“Our job is to teach the student we have. Not the ones we would like to have. Not the ones we used to have. Those we have right now. All of them.”
–Dr. Kevin Maxwell
Children with special needs deserve the chance to be integrated into society. The days of hiding them away should be relegated to the past and every effort given to accommodate them. However, this should be done for their benefit, not ours. They should also be provided with the opportunity to retreat to a safe place when they become overwhelmed. In the LAUSD, these safe places are the special education centers. These are truly special schools where the most fragile of our students can have their unique needs addressed in a stimulating and accepting environment with trained professionals.
Unfortunately, the LAUSD has an unacknowledged, but readily apparent, plan to close down the special education centers. Parents are reporting that the district is depriving them of their final say in education decisions for their children by not making these schools available during the Individualized Education Plan (IEP) process and intimidating those who push for the choice.

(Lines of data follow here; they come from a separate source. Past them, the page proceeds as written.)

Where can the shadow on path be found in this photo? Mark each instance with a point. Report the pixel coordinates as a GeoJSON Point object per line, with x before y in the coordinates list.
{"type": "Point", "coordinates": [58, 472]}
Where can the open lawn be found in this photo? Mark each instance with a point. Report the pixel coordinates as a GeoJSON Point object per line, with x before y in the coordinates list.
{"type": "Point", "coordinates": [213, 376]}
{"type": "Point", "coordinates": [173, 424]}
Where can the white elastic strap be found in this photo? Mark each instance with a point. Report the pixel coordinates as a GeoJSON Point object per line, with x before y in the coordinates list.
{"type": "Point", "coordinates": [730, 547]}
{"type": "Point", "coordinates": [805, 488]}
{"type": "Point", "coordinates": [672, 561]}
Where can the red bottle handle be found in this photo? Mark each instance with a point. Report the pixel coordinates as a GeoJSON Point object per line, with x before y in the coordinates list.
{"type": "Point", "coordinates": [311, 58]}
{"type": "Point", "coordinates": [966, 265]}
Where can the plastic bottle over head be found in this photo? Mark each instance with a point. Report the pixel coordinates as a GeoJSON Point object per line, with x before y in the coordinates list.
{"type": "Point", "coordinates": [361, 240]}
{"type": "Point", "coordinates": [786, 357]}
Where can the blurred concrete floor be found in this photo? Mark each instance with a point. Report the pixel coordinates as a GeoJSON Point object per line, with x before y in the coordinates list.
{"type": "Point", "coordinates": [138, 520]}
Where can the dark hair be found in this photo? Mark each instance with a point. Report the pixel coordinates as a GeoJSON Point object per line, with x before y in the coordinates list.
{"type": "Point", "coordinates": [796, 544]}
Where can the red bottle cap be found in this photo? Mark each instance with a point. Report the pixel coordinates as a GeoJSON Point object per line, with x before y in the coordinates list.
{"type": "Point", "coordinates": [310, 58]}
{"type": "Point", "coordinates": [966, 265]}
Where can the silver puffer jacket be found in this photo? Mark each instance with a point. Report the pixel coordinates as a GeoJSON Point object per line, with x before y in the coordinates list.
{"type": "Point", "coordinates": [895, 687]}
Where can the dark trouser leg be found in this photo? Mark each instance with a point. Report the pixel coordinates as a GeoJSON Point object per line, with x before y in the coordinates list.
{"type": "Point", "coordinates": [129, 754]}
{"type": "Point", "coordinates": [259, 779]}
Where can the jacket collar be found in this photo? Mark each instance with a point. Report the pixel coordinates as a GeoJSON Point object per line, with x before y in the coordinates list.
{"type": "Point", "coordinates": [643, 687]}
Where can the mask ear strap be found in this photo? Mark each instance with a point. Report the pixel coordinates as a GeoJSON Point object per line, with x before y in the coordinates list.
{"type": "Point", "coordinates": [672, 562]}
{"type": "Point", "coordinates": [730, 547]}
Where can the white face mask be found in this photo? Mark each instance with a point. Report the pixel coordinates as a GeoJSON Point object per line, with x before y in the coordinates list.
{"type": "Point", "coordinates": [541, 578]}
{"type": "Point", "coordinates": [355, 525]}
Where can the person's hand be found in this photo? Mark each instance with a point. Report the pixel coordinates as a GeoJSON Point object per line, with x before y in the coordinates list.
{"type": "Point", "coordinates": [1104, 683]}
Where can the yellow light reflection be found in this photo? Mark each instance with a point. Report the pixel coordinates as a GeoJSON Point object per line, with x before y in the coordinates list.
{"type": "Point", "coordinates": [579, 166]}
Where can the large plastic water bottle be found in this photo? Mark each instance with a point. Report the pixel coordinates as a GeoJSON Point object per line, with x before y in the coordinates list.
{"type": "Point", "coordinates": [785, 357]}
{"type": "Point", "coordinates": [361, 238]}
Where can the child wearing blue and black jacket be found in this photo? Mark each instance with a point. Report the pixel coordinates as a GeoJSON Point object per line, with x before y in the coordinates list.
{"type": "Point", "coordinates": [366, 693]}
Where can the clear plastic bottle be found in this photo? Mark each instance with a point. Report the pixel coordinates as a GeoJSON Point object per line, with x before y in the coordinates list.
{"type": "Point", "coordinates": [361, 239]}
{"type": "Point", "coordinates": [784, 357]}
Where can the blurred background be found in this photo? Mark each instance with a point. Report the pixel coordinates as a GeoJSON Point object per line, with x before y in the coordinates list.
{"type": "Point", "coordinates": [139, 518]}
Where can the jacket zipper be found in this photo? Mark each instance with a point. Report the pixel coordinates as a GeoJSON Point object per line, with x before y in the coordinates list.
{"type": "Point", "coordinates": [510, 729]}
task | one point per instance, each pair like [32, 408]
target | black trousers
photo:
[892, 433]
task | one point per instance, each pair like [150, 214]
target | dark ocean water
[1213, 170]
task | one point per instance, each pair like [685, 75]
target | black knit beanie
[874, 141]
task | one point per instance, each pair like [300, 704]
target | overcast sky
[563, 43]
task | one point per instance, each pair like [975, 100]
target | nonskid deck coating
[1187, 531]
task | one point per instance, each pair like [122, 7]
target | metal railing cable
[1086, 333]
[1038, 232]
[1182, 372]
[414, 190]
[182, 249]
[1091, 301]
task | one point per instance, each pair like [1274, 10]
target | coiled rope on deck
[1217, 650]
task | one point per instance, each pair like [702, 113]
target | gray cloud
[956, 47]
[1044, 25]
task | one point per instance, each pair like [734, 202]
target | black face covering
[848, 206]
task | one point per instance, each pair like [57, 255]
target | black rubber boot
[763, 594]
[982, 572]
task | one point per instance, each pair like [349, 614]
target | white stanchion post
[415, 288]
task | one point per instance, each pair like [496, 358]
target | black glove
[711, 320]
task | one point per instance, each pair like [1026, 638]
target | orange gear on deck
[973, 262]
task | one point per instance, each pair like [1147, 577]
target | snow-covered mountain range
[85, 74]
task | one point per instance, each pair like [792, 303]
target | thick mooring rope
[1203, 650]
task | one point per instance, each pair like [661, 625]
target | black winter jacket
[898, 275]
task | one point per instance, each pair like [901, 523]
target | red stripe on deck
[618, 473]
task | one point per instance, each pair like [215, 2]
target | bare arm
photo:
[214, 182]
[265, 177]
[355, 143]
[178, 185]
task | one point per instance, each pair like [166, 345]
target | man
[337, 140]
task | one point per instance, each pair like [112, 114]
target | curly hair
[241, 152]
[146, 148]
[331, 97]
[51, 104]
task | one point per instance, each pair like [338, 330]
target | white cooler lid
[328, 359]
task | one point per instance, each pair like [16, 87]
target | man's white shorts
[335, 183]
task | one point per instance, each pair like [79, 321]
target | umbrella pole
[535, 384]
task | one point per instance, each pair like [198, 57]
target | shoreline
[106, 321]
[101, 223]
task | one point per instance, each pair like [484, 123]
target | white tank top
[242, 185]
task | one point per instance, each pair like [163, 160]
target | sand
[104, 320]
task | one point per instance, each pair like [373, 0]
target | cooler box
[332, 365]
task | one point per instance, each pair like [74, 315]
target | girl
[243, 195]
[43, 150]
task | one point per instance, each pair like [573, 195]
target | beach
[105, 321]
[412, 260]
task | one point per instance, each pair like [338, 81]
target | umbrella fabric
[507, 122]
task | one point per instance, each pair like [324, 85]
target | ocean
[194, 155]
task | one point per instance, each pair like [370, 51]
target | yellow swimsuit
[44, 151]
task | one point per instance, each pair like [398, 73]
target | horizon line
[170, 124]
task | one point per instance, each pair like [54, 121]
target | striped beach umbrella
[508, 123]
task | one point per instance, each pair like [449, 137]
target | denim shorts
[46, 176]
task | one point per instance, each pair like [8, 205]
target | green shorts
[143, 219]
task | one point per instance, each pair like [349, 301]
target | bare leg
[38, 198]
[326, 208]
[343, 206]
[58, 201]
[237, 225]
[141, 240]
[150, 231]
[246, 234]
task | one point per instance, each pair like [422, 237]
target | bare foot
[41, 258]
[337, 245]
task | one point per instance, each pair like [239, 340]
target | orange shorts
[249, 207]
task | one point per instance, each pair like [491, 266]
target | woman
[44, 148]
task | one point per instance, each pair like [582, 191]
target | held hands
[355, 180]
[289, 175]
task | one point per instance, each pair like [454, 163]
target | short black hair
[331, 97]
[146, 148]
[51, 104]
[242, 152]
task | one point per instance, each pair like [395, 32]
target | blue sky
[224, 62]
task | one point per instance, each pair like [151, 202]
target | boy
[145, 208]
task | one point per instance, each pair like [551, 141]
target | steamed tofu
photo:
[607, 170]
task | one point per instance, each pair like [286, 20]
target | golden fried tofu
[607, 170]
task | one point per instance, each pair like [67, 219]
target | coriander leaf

As a result, the populations of these schools are steadily decreasing. Instead, these students are being forced into mainstream schools that are ill-equipped to handle their needs. These are students that need intensive assistance and at some point one of them is going to get lost in the shuffle of a general education campus and this will result in a tragedy. The district needs to reverse course before this happens.
Instead of forcing these students to be mainstreamed and shutting down these campuses, it would be far better to find ways to make them more inclusive. As a Board member I will push to turn each of these specialized schools into magnets that would also serve general education students who would like to pursue careers in special education. This would fit the district’s strategy of preparing all students to be “workforce ready” and would also help to ensure that students with special needs are provided with meaningful interaction with their “typical” peers.
From personal experience, I can tell you that these interactions are not occurring in all general education campuses. My daughter, one of my two who are on the autism spectrum, was enrolled in a class in middle school where she and her classmates were allowed to play games while the other students learned how to use a computer. At lunch, she sat at a table with her classmates while their general-ed peers played around them. This was not accomplishing the goal of socialization with the “typical” students. We also discovered that my other daughter was taken out of class ten minutes early every day so that she would not have to navigate through the crowded halls to get to her bus. While I appreciated the fact that the district said that this was for her safety, I also thought that it was a missed opportunity for education. If she is to have any type of independence in adulthood she will have to learn to navigate through crowds on her own.
“Special Education” is aptly named because it draws focus to the individual plans that must be developed for each student. The centers are an example of success in the LAUSD. We must not let forced mainstreaming endanger the uniqueness of these centers.